The crises to democratic societies, we contend, flow through the delegitimation of major social institutions. Much of this legitimation occurs in civil society: the layer of everyday life in which individuals encounter one another—in groups, communities, organizations, at work, through media—to build trust and mediate differences. Core integrative mechanisms that once provided for some civic common ground, such as cross-cutting social networks, widespread civic membership, daily newspaper and local TV news viewing have been displaced by the “network society” and social media, with clusters of shared opinion and self-supporting facts. At the same time, postindustrialization has further dimmed the economic prospects of a wide swath of the working and middle classes, especially rural families and citizens living in urban centers, magnifying political and cultural differences and adding fuel to unresolved ethnic, class, and racial tensions. Populism, and it associated calls for the “deconstruction of the administrative state,” curtailed immigration, barriers for refugees, and intolerance for ethnic and racial minorities, has further eroded civil society, democratic functioning, and the potential for public deliberation over many social controversies. Political culture is increasingly defined by competing groups who see each other in zero-sum struggles for unequally distributed resources.
To understand these complex interrelationships requires a large-scale socio-political undertaking, especially when mapped longitudinally. Some of this work requires computational tools to gather, track and model the complex flows of communication, including natural language processing, network analytic tools, and computer vision and signal processing. The study of civic erosion and civic repair demands we combine these tools and techniques with social theory, ethnographic fieldwork, and multi-level and time-series modeling.
Against this backdrop, we bring together scholars from across the US and, indeed, the globe, for a two-day symposium/workshop funded by the Holtz Center for Science and Technology Studies with supplemental funding from The Jean Monnet European Union Center of Excellence for Comparative Populism to consider democratic fracture and its relationship to the contemporary
communication ecology using a range of methodological approaches.
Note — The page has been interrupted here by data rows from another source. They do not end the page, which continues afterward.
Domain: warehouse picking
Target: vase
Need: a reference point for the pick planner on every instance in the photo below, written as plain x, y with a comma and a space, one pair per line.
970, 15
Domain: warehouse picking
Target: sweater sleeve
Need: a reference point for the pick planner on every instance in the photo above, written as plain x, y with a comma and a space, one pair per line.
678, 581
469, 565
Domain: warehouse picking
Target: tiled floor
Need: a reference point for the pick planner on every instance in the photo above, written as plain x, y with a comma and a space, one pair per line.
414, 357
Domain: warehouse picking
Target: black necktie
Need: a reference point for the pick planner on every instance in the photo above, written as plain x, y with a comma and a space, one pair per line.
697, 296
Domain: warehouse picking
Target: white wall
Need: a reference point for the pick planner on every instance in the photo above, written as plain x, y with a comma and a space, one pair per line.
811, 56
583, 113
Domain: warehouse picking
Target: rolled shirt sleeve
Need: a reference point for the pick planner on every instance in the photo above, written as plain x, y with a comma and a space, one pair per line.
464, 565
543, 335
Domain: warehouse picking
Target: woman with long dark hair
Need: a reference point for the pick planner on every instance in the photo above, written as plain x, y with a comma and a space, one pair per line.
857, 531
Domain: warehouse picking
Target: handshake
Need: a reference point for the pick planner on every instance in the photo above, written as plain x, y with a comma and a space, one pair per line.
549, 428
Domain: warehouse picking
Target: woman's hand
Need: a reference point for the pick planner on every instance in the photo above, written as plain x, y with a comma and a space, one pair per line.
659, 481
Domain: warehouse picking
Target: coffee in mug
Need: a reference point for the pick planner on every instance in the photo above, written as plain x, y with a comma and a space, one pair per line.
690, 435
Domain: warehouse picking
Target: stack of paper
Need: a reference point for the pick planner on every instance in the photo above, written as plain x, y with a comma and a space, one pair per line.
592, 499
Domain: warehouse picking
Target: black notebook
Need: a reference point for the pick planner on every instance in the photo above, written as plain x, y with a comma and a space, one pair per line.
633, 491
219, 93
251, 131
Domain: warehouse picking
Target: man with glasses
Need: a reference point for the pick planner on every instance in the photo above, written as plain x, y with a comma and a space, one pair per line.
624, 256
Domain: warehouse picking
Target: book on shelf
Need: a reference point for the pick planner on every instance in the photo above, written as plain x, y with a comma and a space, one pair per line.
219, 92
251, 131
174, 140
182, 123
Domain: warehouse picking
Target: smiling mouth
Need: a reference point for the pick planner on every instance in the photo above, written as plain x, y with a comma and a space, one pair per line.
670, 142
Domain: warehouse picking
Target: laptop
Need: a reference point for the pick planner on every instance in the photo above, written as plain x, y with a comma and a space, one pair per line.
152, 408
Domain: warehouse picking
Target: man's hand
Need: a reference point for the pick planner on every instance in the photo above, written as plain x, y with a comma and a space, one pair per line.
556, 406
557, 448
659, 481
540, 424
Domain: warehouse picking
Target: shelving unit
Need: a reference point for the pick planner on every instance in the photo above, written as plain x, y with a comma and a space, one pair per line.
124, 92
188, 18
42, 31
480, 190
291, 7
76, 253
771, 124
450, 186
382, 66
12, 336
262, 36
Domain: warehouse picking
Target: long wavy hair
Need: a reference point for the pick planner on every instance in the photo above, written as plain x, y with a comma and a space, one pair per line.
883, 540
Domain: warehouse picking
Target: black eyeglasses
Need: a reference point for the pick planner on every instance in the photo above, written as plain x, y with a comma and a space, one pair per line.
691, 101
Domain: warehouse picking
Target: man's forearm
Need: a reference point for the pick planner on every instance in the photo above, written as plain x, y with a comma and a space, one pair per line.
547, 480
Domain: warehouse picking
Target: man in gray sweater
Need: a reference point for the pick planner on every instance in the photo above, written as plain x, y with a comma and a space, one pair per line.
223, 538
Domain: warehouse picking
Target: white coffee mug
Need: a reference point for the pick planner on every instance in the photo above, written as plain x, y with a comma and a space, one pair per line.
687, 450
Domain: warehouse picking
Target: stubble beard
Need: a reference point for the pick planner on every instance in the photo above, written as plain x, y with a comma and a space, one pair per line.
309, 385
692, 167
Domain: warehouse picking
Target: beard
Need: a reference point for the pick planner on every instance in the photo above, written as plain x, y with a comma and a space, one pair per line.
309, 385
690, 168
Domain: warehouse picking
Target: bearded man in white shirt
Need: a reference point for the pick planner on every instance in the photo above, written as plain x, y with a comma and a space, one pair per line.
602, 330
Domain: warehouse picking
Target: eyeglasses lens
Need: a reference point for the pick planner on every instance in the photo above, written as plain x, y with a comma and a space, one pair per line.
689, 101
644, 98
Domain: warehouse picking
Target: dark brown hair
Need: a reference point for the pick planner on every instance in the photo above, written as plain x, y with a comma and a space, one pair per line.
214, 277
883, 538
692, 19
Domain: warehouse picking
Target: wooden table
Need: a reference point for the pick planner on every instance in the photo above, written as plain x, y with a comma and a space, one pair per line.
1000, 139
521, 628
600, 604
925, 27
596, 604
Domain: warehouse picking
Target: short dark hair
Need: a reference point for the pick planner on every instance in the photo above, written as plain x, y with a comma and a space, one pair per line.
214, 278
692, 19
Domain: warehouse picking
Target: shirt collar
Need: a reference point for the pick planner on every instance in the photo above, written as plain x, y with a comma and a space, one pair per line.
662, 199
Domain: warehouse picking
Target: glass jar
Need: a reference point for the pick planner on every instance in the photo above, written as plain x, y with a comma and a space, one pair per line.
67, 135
We do so with two driving questions in mind: (1) How has growing polarization and fragmentation in the media ecology, as reflected in partisan media, broadcast content, political advertising and social media, contributed to ideological and partisan political divides within and across political, social, and geographic sub-clusters? (2) Under what conditions does the flow of information in the media ecology encourage citizens across the ideological spectrum to retrench into increasingly homogeneous sub-clusters that amplify highly partisan messages of party leaders and political pundits? The scholars hosting this campus event — Kathy Cramer, Lewis Friedland, Karl Rohe, William Sethares, Dhavan Shah, Michael Wagner, and Chris Wells – are examining parallel questions by gathering and analyzing social media content and flows, longitudinal survey responses, changes in news media content, ethnographic fieldwork, and in-depth interviews on contentious politics in Wisconsin. We are seeking a diverse group of scholars who approach these issues from computational ethnographic, digital ethnographic, critical, information diffusion, networked personal computing, and conceptual points of view.
Speakers include:
- Sandra Gonález-Bailón (University of Pennsylvania)
- Richard Fletcher (University of Oxford)
- Lei Guo (Boston University)
- Andreas Jungherr (Universität Konstanz)
- Mike Kearney (University of Missouri)
- Shannon McGregor (University of Utah)
- Alice Marwick (University of North Carolina)
- Lilliana Mason (University of Maryland)
- Claudia Strauss (Pitzer College)
- Chris Wells (Boston University)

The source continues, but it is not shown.